Better to completely drop review, don't you think?
LLMs simply don't do science. They have no integrity.
There is no "bullshit me" step in the scientific process
Yes, there are often strong reasons to have peers as gatekeepers. Scientific writing is extremely information-dense. Consider a niche technical task that you work on -- now consider summarizing a day's worth of work in one or two sentences, designed to be read by someone else with similar expertise. In most scientific fields, the niches are pretty small, The context necessary to parse that dense scientific writing into a meaningful picture of the research methods is often years/decades of work in the field. Only peers are going to have that context.

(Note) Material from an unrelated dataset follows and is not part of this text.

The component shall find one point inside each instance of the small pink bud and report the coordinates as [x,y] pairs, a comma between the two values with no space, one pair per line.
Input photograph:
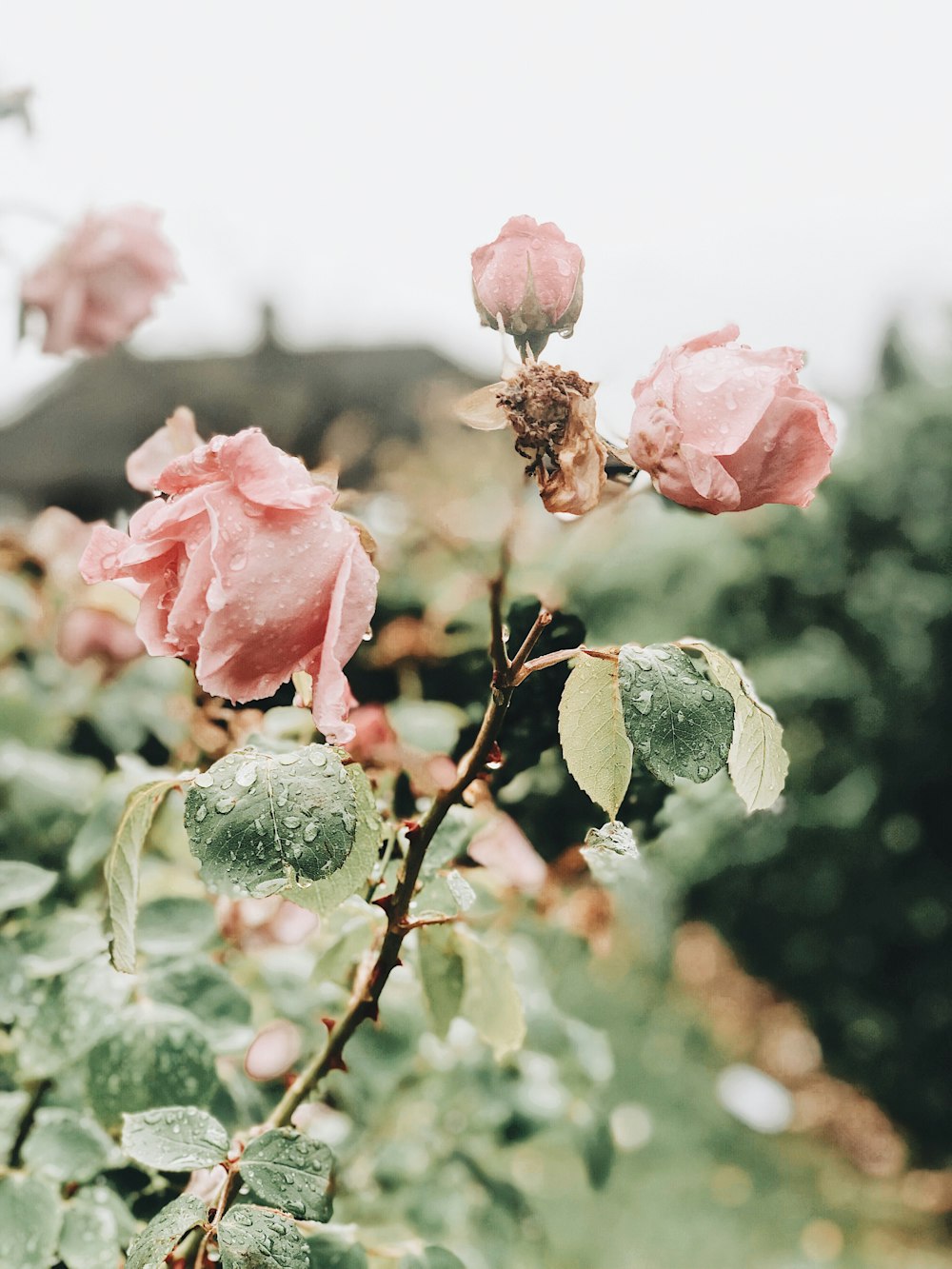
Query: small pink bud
[724,427]
[531,281]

There are also strong reasons why the peers-as-gatekeepers model is detrimental to the pursuit of knowledge, such as researchers forming semi-closed communities that bestow local political power on senior people in the field, creating social barriers to entry or critique. This is especially pernicious given the financial incentives (competition for a limited pool of grant money; award of grant money based on publication output) that researchers are exposed to.